Before a few days ago, I would simply access the objects via these arrays by tracking down their UUID. I would then proceed to hydrate/dehydrate them as I needed. However, some of the objects I have also maintain their own arrays which reference other object's UUIDs. In the event that I must track down one of these "child" objects via it's UUID, it becomes a bit more difficult.
In order to avoid having to enumerate through one of the previously mentioned arrays to find a "parent" object's UUID, and then proceed to find the "child's" UUID, I added a DataController w/ a singleton instance to simplify the process.
I had hoped that the DataController could provide a single access point to the local database and make things easier, but I'm not so certain that is the case. Basically, what I did is create multiple NSMutableDicationaries. Whenever the DataController is initialized, it enumerates through each of the previously mentioned NSMutableArrays maintained in the Application Delegate and creates a key/value pair in the corresponding dictionary, using the given object as the value and it's UUID as the key.
The DataController then exposes procedures that allow a client to call in w/ a desired object's UUID to retrieve a reference to the actual object. Whenever their is a request for an object, the DataController automatically hydrates the object in question and then returns it. I did this because I wanted to take control of hydration out of the client's hands to prevent dehydrating an object being referenced multiple times.
I realize that in most cases I could just make a mutable copy of the object and then if necessary replace the original object down the road, but I wanted to avoid that scenario if at all possible. I therefore added an additional dictionary to monitor what objects are hydrated at any given time using the object's UUID as the key and a fluctuating count representing the number of hydrations w/out an offset dehydration. My goal w/ this approach was to have the DataController automatically dehydrate any object once it's "hydration retainment count" hit zero, but this could easily lead to significant memory leaks as it currently relies on the caller to later call a procedure that decreases the hydration retainment count of the object. There are obviously many cases when this is just not obvious or maybe not even easily accomplished, and if only one calling object fails to do so properly I encounter the exact opposite scenario I was trying to prevent in the first place.

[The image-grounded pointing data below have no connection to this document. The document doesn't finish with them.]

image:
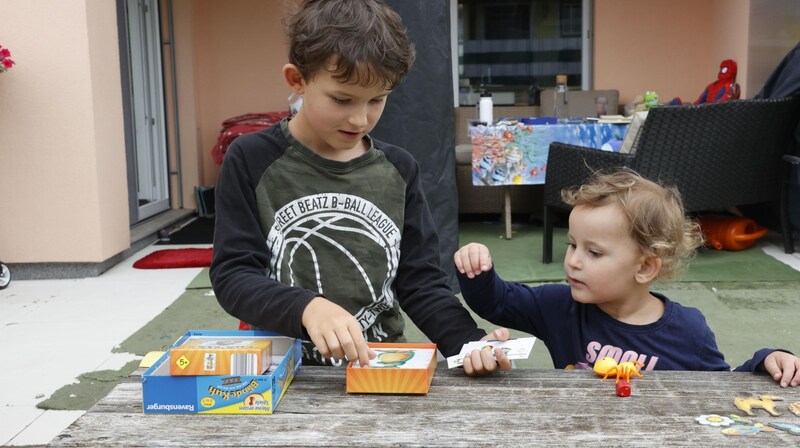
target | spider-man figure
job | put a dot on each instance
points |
(724, 88)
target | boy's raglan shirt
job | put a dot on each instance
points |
(292, 225)
(579, 334)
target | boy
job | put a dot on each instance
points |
(323, 233)
(625, 232)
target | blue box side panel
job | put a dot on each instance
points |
(168, 394)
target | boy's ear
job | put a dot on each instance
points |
(293, 77)
(648, 269)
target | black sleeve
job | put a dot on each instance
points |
(422, 286)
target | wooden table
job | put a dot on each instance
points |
(523, 407)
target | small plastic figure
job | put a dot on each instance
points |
(623, 389)
(607, 366)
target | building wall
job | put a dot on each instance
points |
(62, 154)
(239, 50)
(673, 47)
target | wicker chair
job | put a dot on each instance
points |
(719, 155)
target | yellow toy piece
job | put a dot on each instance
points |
(608, 366)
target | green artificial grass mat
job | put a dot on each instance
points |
(520, 258)
(750, 301)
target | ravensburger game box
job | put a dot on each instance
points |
(222, 394)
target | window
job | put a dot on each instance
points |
(519, 45)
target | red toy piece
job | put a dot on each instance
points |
(724, 88)
(623, 389)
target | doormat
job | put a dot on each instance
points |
(175, 258)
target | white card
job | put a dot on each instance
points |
(519, 348)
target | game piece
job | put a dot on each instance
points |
(791, 428)
(607, 366)
(741, 430)
(714, 420)
(623, 389)
(765, 402)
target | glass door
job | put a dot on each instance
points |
(151, 172)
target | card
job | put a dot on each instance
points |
(400, 358)
(519, 348)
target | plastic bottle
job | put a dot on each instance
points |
(485, 109)
(560, 99)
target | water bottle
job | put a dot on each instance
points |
(560, 99)
(485, 109)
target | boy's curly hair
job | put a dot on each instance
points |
(364, 40)
(658, 223)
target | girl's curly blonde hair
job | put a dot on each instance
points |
(658, 223)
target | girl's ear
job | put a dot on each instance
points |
(648, 269)
(293, 78)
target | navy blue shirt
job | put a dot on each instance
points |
(578, 334)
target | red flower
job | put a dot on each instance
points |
(5, 59)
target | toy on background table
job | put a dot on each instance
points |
(724, 88)
(642, 103)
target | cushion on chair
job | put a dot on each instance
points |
(464, 154)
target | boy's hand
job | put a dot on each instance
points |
(335, 332)
(784, 367)
(473, 259)
(483, 362)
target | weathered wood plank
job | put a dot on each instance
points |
(523, 407)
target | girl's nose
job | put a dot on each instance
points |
(572, 259)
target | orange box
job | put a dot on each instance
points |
(395, 370)
(220, 355)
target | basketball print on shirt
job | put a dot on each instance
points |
(342, 246)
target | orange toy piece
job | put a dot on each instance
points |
(623, 370)
(730, 232)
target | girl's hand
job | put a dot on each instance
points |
(473, 259)
(784, 368)
(484, 362)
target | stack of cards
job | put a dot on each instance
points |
(513, 348)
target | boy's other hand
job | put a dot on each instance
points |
(784, 368)
(335, 332)
(484, 362)
(473, 259)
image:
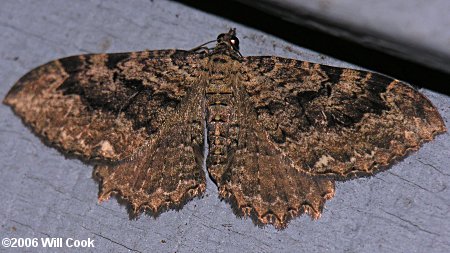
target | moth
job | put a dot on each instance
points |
(278, 132)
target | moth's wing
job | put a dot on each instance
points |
(167, 172)
(261, 183)
(336, 122)
(141, 110)
(103, 106)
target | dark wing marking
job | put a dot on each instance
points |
(168, 171)
(261, 183)
(103, 106)
(337, 122)
(141, 106)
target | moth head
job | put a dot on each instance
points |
(229, 39)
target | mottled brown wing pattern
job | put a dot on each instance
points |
(262, 184)
(167, 172)
(114, 108)
(97, 106)
(279, 131)
(336, 122)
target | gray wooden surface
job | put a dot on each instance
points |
(42, 194)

Ironic, huh?
Anyway, I'm thinking that if I proceed w/ this approach that it will just end badly. I'm tempted to go back to the original plan but doing so makes me want to cringe and I'm sure there is a more elegant solution floating around out there. As I said before, any advice would be greatly appreciated. Thanks in advance.

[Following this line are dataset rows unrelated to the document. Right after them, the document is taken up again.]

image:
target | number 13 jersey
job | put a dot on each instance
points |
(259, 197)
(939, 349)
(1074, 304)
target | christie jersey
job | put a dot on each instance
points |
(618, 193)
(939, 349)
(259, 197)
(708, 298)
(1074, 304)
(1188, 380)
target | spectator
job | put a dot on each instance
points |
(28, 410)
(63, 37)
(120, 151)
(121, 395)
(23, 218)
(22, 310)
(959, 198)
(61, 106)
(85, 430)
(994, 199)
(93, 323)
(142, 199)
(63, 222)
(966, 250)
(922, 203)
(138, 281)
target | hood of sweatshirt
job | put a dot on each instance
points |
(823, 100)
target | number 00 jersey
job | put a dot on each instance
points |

I'd also be aware (as I'm sure you are) that CoreData is just around the corner, and make sure you make the right choice for the future.
Have you considered implementing this via the NSCoder interface? Not sure that it wouldn't be more trouble than it's worth, but if what you want is to extract all the data out into an in-memory object graph, and save it back later, that might be appropriate. If you're actually using SQL queries to limit the amount of in-memory data, then obviously, this wouldn't be the way to do it.
I decided to go w/ Core Data after all.